Prepare Transcripts files

I’m using Mandarin Chinese here as an example. My goal here is to align each Chinese character (each syllable) with its corresponding sound interval. Thus I need to prepare transcript files in which there is a space between any two characters. Besides, there are many audio files in a corpus to be aligned. We would want to name all the transcript files accordingly (matching with the .wav filename) so that we can write a loop script to run an aligner for all of the .wav files at once. Since .txt files work for both aligners, I’ll demonstrate how to prepare a .txt file (relatively efficiently) for each .wav file when you have assembled transcripts such as pre-designed speech stimuli in speech production experiments. One way to do this is:

2.1. Acquire a List of .wav Files

Put all the .wav files in a directory and open Terminal and navigate to that directory. In Terminal:

$ ls *.wav >> listname.txt 

We obtain the listname.txt with each .wav filename being a row in one column.


2.2. Insert Spaces in Transcripts

Since we want the audios to be aligned at the syllable level, we need to insert a space between every two characters in the transcripts. For my project, I have pre-designed speech stimuli in a stimuli.txt file. Here is an example:


Each row is a transcript for a audio file and they are put in the same order as the audio files.We can make use of bash shell commands to insert a space between every two characters:

$ sed -e 's/./& /g' stimuli.txt

2.3. Add Corresponding Transcripts

Then I insert the column of the filenames into the file so that the corresponding transcript of an audio is on the same row following the .wav filename with a space.

$ paste -d' ' listname.txt stimuli.txt > list.txt

We should listen to the audios at this stage and check if the transcripts are correct. You can slightly modify them manually when speakers made any variation. So now the list.txt is as follows:

1_1_101.wav 他 们 堆 的 雪 人 很 稳 当
1_2_101.wav 他 们 堆 的 城 堡 很 稳 当
1_3_101.wav 他 们 堆 的 台 阶 很 稳 当

An advantage of acquiring a list in this way is that in speech production experiments, different speakers produce a set of audios based on the same speech materials. So we only need to change the first column of the filenames when we have a different speaker.

2.4. Generate Individual .txt Files

We want all the characters in each line to be an independent .txt file whose filename is the first field but with .txt extension. File-naming is very important because you need to think about the next step.

2.4.1 Filenaming for the Penn Forced Aligner

To use P2FA for a group of files in a directory, I used a shell script calling the .py in a loop. So it would be easy to use the .wav filename (e.g. 1_1_101.wav) as a common stem and a variable $i so that the corresponding .txt filename is $i.txt (e.g. 1_1_101.wav.txt).

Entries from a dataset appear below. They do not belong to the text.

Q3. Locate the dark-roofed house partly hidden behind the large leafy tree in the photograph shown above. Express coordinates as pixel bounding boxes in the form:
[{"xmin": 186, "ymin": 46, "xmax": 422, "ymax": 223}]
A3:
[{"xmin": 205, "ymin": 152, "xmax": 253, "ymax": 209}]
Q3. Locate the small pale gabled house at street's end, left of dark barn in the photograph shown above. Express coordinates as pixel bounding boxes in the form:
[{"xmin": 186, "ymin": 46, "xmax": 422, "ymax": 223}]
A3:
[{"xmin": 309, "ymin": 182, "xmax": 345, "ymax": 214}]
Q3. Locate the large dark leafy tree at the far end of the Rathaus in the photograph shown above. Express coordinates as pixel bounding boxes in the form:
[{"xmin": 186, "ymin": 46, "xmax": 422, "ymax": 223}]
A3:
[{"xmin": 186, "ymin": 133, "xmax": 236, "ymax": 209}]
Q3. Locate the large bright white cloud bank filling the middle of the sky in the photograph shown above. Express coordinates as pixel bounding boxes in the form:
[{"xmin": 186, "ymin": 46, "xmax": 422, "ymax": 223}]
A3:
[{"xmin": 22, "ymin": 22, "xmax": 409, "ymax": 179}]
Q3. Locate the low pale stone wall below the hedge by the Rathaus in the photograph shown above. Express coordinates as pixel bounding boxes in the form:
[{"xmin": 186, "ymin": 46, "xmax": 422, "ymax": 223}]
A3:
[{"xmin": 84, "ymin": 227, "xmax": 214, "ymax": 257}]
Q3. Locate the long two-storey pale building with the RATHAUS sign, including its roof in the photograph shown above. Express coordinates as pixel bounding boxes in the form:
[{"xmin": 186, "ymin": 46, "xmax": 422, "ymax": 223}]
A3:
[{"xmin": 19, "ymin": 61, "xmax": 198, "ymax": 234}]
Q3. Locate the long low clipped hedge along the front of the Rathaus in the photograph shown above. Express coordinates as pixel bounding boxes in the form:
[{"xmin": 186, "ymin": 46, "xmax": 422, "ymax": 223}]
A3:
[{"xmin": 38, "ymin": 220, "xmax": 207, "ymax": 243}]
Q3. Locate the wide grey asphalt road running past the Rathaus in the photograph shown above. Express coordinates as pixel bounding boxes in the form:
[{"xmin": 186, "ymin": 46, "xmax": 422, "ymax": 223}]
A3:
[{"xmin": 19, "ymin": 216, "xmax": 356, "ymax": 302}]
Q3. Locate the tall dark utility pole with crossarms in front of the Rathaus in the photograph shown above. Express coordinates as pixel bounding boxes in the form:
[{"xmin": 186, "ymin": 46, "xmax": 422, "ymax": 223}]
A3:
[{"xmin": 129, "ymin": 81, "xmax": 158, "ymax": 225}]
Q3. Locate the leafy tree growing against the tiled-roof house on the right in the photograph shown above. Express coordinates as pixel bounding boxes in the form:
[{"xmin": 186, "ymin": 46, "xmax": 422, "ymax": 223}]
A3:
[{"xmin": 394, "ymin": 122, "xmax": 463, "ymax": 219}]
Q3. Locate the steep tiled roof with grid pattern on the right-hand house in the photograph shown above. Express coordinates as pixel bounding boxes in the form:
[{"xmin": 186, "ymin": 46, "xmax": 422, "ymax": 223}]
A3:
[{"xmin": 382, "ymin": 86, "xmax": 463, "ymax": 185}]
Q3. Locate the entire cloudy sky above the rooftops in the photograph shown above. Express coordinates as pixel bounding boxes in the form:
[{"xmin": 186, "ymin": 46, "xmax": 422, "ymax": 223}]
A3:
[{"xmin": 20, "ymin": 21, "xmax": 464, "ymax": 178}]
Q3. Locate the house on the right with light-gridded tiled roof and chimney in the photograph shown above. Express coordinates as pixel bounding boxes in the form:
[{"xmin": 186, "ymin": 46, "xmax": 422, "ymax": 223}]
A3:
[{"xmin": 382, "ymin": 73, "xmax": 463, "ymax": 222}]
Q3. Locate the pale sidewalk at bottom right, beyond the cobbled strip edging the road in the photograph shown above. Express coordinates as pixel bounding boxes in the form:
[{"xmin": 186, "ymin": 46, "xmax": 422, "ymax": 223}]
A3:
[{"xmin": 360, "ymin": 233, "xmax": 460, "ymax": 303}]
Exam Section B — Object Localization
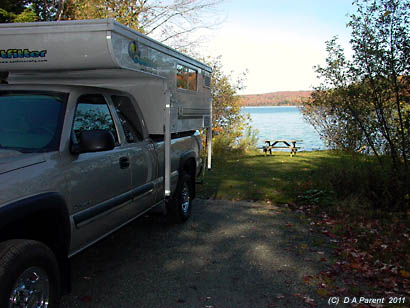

$ cat list.txt | while read line || [ -n "$line" ]; do echo $line | awk '{$1=""}1'| awk '{$1=$1}1' > $(cut -d " " -f1 <<< $line).txt; done < list.txt

The first awk here removes the first field and the second awk removes the leading space (by redefine the beginning as the first string).

2.4.2 Filenaming for the Montreal Forced Aligner

To use the Montreal aligner we want the paired .txt and .wav to have exactly the same filename (e.g. 1_1_101.txt and 1_1_101.wav). An easier way is probably change the extensions in the first column in list.txt first to make them the filenames of our output .txt files before splitting it into individual files.

$ sed 's/\.wav/\.txt/' list.txt 

(you can also use Find and Replace in your text editor. Do whichever is easier!)

$ cat list.txt | while read line || [ -n "$line" ]; do echo $line | awk '{$1=""}1'| awk '{$1=$1}1' > $(cut -d " " -f1 <<< $line); done < list.txt

By doing so, our corresponding.txt files are ready.

There are many ways to achieve this depending on how you obtain your transcript texts. How to obtain orthography transcripts efficiently for spontaneous speech? I think of open-source speech-to-text APIs (e.g. Google’s Speech-to-Text or Baidu’s DeepSpeech). But there are often some restrictions. I may build a pipeline from speech-to-text to forced alignment in the near future and post it here.